Second, now we can understand how to make war with sin. It begins in the mind. The Spirit informs us of what is good and right. Hence, when we encounter our tree moment, we will have passions and desires flare up. But God has taught us the way of righteousness. So we know what is right. We can dissuade our flesh from sin through our mind.
Third, we will still sin. That is because we have yet to discipline our bodies to create habits of righteousness. In Paul’s language, if we live in the Spirit, we must walk in the Spirit (Gal 5:25). Walking implies repetition as well as following a way of life. That means practicing the fruit of the Spirit (Gal 5:22). Goodness does not come by fiat, but rather by the gradual habit of righteousness on the basis of the Spirit’s indwelling in our hearts.
Fourth, we are irreducibly composed of body and soul. Hence, when our body suffers through pain, bad diet, lack of sleep, we endanger ourselves. We give the passions and desires footholds in which they can overcome our will power and mind. Hence, we must balance our body with our soul in order to combat sin. Self-disciple, discipling the body in Paul’s words, indeed does work.
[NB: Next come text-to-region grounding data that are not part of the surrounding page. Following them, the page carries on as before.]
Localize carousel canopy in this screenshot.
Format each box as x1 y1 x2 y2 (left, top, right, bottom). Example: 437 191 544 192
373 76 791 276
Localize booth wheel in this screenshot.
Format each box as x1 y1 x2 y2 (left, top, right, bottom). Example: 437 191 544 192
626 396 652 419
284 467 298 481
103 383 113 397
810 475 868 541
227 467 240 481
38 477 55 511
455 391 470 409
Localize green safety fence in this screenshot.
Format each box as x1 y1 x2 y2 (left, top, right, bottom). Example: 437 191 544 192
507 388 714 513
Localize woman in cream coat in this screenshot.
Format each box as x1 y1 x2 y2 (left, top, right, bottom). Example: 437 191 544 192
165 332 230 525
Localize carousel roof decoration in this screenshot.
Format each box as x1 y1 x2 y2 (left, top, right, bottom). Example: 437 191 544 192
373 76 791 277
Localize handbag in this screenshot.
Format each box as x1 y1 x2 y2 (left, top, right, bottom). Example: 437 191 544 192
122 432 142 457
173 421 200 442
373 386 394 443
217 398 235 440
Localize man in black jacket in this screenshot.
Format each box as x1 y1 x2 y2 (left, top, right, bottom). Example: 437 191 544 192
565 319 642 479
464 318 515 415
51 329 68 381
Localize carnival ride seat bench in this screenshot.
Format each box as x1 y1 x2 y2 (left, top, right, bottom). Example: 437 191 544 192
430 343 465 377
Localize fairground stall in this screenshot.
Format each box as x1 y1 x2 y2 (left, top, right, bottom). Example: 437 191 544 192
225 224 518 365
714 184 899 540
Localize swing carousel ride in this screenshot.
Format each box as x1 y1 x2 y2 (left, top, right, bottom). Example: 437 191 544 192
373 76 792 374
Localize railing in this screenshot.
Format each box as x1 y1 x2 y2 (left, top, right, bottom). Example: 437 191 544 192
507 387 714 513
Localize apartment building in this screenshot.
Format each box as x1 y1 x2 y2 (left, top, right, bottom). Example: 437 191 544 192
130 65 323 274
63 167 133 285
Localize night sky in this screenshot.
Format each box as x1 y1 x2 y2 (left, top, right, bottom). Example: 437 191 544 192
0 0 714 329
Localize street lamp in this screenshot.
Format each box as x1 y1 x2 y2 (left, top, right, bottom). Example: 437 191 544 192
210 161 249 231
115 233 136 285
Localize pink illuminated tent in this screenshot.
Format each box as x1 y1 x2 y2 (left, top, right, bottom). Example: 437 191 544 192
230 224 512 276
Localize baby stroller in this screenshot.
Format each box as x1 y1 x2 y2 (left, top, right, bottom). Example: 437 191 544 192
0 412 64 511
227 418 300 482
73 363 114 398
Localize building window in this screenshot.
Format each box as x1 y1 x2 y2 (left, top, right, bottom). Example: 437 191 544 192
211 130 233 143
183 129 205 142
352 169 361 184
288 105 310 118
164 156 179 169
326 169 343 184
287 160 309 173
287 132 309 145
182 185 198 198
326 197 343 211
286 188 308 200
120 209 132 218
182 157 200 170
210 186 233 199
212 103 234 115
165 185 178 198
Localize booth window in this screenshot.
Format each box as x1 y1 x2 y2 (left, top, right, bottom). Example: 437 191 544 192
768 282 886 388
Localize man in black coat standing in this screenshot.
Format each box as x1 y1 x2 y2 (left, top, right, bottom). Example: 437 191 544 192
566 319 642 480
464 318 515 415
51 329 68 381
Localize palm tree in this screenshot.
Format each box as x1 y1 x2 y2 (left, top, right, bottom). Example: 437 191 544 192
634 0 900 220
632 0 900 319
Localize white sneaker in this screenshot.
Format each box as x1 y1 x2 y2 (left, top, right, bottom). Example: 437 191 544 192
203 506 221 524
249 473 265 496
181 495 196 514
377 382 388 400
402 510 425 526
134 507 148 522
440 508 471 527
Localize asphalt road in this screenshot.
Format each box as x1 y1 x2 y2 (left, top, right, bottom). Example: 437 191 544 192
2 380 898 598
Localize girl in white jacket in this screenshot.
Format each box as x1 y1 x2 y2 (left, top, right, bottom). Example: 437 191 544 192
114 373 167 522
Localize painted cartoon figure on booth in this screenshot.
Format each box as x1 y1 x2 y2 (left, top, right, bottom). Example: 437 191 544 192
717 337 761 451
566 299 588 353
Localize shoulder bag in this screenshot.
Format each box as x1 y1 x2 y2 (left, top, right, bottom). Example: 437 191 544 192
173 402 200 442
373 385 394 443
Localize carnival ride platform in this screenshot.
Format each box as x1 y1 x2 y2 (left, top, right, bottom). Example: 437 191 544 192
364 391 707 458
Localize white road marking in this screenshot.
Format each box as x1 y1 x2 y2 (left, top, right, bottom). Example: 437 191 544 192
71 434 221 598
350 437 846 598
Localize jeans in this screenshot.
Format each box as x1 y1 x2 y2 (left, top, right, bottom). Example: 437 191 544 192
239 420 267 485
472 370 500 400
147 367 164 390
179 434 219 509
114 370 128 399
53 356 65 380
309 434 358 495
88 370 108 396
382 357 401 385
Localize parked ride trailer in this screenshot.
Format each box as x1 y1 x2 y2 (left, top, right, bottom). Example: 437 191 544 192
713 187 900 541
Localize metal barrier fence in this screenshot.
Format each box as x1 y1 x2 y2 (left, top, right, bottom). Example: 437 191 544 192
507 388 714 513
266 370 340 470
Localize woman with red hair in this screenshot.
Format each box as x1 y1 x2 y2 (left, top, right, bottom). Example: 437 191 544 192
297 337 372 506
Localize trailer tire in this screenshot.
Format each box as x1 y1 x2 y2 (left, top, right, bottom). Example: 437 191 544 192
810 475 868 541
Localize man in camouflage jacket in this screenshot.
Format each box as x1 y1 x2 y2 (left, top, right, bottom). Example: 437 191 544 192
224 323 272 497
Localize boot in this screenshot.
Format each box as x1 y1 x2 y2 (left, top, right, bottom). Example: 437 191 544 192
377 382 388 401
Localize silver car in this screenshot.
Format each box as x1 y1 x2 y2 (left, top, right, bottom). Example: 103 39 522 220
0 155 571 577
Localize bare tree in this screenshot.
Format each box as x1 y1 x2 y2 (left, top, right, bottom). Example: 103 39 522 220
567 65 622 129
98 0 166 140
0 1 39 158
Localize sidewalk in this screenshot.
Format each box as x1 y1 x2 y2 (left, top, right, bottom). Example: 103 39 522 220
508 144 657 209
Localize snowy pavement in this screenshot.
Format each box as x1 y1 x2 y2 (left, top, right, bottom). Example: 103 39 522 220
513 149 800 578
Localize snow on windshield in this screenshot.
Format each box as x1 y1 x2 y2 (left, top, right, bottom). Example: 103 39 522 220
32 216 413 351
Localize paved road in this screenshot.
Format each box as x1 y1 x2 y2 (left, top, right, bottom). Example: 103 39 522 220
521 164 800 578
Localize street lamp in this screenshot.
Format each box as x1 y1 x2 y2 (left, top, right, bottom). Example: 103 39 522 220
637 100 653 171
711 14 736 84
A sort of mystical internalism cannot adequately battle the flesh. The Spirit does work in us by recreating us. But that inward change affects our outward person. They are correlated, albeit the inner-person or that principle of the mind holds the reins of the passions and desires. Or it should. But human bodies work through habit and practice, and so we need both to decide to use our minds to order our days and months and then act on it.
If so, we can have victory over our flesh. As Paul says, “But I say, walk by the Spirit, and you will not gratify the desires of the flesh” (Gal 5:16).
*Some Bible translations translate “flesh” by “sinful nature.” I am talking about the concept of flesh here and disagree with that translational decision.